Терентьев совсем смешался.
– Это же в самом центре внимания сейчас. В противовес оголтелости политиков и бесстыжести торгашей. Простые люди, хранящие в наше безумное время внутреннее достоинство и искорку духа. Тихие подвижники. Нормальный человек в ненормальном мире.
– А, – сказал Терентьев.
– Да просто посидим поболтаем. Что-нибудь о жизни своей расскажете, о пристрастиях: эстетических там, философских… Потом я склею – пальчики оближешь!

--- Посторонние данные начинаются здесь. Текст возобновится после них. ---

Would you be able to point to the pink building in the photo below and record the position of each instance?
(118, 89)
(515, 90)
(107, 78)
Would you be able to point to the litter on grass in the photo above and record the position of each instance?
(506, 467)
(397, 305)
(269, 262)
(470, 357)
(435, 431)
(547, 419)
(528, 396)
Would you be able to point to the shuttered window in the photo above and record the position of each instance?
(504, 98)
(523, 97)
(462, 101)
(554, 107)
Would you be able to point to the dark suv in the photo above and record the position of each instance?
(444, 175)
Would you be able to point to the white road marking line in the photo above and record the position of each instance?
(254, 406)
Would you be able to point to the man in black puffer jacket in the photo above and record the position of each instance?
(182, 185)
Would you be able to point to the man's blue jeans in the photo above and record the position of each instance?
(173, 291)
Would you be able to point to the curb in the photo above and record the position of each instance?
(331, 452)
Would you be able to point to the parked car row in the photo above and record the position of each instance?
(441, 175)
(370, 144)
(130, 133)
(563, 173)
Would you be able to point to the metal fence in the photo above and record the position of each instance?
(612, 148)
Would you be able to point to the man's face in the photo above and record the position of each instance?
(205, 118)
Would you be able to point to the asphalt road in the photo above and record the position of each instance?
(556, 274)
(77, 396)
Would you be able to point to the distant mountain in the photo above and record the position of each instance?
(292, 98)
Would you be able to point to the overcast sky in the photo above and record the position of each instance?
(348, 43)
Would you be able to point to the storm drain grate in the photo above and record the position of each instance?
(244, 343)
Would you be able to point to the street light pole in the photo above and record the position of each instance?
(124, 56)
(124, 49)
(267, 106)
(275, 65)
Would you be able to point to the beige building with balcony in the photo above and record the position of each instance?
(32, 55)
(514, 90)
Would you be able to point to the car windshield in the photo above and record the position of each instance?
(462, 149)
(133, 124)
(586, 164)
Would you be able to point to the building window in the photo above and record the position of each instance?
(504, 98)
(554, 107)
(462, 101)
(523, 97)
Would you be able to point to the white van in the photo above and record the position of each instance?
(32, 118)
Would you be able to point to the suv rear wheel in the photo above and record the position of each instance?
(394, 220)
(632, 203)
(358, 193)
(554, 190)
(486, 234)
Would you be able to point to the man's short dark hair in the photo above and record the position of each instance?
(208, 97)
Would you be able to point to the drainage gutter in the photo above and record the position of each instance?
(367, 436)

Мы и согласились. Только вспомнили, что в Элкиной квартире (это, точнее, ее свекрови квартира) обстановочка завтра предполагается совсем неподходящая. Потому что за какой-то нуждой должны возвратиться с дачи сама свекровь и ее сын, безработный Элкин муж, спившийся на той почве, что не состоялся как некто высоколобый – не то лингвист, не то литературовед, и звереющий хотя и разнохарактерно, но в одинаковой степени и когда выпьет, и когда почему-либо воздержится, так что мамаша от греха подальше удаляется с ним в деревню с апреля по ноябрь.
Но Элка тут же придумала выход:
– А мы на крышу, на крышу! Лестница на чердак как раз в нашем подъезде. Там замок есть, но это только для виду. Очень, кстати, модно сейчас, если интеллигенция в телевизоре проповедует с крыш!

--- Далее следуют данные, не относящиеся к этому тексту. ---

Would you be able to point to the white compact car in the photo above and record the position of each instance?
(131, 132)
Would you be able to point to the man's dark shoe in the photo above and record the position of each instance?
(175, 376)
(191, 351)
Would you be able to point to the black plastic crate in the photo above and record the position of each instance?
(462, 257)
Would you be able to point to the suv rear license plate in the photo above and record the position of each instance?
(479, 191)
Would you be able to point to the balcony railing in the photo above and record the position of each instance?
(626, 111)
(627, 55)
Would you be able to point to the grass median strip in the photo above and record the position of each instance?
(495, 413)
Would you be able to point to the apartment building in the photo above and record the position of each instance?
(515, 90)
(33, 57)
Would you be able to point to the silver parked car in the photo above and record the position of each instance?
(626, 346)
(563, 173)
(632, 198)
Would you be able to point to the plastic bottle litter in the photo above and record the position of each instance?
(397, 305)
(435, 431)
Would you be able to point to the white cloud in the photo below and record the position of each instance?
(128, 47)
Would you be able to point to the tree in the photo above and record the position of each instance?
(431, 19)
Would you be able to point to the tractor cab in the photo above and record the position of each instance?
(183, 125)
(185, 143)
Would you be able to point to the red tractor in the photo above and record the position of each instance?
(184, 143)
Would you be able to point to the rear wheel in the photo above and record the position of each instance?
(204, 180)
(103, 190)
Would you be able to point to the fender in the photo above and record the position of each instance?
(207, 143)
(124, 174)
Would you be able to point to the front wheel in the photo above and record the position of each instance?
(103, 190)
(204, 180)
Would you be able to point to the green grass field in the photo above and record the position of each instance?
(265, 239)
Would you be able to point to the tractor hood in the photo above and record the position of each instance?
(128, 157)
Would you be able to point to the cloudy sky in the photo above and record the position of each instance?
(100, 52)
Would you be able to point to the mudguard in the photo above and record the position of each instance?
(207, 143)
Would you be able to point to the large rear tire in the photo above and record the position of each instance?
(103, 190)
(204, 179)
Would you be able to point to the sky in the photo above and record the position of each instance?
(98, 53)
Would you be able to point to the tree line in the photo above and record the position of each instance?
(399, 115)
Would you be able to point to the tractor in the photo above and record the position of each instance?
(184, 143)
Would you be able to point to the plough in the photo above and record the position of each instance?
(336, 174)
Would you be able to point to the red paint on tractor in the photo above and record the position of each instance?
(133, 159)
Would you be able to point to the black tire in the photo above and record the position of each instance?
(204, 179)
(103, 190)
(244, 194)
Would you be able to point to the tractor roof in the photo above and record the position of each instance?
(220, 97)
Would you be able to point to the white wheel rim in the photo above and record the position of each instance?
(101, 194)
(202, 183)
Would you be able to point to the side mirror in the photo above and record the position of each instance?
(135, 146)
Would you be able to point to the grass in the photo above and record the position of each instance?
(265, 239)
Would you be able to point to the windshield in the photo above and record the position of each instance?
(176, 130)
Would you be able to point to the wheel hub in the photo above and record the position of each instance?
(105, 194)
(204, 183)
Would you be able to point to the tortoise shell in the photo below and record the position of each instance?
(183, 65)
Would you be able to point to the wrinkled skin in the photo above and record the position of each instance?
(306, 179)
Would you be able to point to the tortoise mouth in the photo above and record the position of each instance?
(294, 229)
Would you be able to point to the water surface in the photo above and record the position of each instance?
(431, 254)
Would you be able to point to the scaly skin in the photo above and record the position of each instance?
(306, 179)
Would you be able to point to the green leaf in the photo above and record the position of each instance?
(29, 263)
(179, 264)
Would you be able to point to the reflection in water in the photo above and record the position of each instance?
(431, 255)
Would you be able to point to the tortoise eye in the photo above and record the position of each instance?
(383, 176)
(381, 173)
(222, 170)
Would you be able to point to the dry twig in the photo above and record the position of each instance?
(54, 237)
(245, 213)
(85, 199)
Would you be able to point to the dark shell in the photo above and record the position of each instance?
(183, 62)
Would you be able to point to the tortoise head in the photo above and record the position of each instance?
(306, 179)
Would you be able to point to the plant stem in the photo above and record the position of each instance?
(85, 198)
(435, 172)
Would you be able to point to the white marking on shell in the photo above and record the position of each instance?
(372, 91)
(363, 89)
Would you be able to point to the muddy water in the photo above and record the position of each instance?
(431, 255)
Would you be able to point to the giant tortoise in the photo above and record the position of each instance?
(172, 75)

Я думал было возразить, что себя-то к интеллигентам не причисляю: мне, например, даже воровать доводилось, – так что предпочел бы скверик какой-нибудь, с фонтаном или на худой конец с клумбой. Но остальным вроде понравилось, и я не стал встревать, поскольку остался бы все равно в меньшинстве.
И что теперь? Уже и в уши надуло так, что до ночи будешь обеспечен головной болью. И даже лавочки тут нет, чтобы можно было прижаться друг к другу, обменяться животным теплом. А единственное, чего, судя по всему, мы еще можем дождаться, – дождя. Когда он начнется, отсюда мы, конечно, слезем. Но и это только с одной стороны победа. С другой же – каждый изобрел какой-нибудь серьезный предлог, когда уходил из дома, и теперь придется убивать время, потому что, если вернешься раньше срока, достоверность легенды окажется под сомнением и в следующий раз, чего доброго, тебя уже отслеживать начнут.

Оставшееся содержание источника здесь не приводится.